Lord Mayor of Port Louis
- In office 2013–2014

Member of Parliament PPS
- In office 12 November 2019 – 30 August 2023
- President: Pradeep Roopun
- Prime Minister: Pravind Jugnauth

Minister of Commerce and Consumer Protection
- Incumbent
- Assumed office 30 August 2023
- President: Pradeep Roopun
- Prime Minister: Pravind Jugnauth

Personal details
- Born: 1972 Port Louis
- Party: MMM MSM

= Dorine Chukowry =

Mauritian politician

Marie Christiane Dorine Chukowry, commonly known as Dorine Chukowry, (born 1972) is a Mauritian politician.

==Early life and career==
Chukowry was born in Port Louis. She received her primary school education at Loretto Convent of Port Louis, before starting her secondary school education at London College, which she subsequently left in order to complete her secondary school education at St Batholomew College.
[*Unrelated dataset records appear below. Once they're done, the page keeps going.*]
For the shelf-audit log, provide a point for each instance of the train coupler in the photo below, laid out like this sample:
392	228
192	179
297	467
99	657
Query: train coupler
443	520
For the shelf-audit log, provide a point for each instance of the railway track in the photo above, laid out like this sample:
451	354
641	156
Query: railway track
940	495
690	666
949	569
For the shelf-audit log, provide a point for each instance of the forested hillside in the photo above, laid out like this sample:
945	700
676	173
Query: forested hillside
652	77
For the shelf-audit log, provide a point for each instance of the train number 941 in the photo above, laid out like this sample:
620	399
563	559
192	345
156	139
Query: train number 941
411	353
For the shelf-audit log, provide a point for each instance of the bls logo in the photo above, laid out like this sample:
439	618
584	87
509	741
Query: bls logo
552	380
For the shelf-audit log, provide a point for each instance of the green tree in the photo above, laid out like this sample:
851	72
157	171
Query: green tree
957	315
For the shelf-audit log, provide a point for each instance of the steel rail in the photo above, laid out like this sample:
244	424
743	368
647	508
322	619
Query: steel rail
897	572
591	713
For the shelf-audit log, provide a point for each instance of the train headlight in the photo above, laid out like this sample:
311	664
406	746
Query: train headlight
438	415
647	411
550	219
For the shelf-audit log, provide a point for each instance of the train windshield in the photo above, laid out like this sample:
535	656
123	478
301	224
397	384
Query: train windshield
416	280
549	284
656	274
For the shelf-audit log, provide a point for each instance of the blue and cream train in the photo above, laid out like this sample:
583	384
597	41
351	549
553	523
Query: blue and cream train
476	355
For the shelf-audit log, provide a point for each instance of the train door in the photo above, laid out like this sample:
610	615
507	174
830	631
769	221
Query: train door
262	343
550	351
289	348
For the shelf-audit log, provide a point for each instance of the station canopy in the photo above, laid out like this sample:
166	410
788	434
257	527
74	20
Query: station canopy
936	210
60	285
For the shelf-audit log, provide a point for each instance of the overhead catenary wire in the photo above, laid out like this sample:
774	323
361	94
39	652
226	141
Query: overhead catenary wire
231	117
She graduated with a Higher School Certificate in 1992 from the latter.

She then worked at the same St Batholomew College as a clerk, where she was later promoted to School Principal.

Whilst working Chukowry also studied accounting, graduating with a Bachelor of Education (B.Ed.. She then undertook postgraduate studies in Counselling (Master of Arts in Counselling) and in educational administration and technology (Master of Science), followed by a Doctor of Philosophy (Ph.D.).

==Political career==
Dorine Chukowry's interest in politics started when her husband joined the MMM in the 1990s. By 2007 she had also joined the MMM via the Women's Wing. In 2009 she was elected by the party members, securing the seat of Treasurer.

She served as Councillor at the Municipality of Port Louis following her election in 2012. Dorine Chukowry then became Deputy Lord Mayor, and on 20 December 2013 she was elected as Lord Mayor of Port Louis as a candidate of the MSM-MMM coalition, thus becoming the first female Lord Mayor of the capital city of Mauritius.

In 2018 Dorine Chukowry resigned from the MMM and joined the MSM after waging lengthy and bitter skirmishes with MMM politicians Veda Baloomoody and Arianne Navarre-Marie.

At the 2019 General Elections she stood as a candidate of the MSM at Constituency No.1 Port Louis West-GRNW and was elected, serving as Parliamentary Private Secretary (PPS) of the MSM-ML coalition government led by Pravind Jugnauth. In August 2023 Dorine Chukowry replaced Soodesh Callichurn as Minister of Commerce and Consumer Protection. Since 2019 Callichurn held this ministry as an interim measure.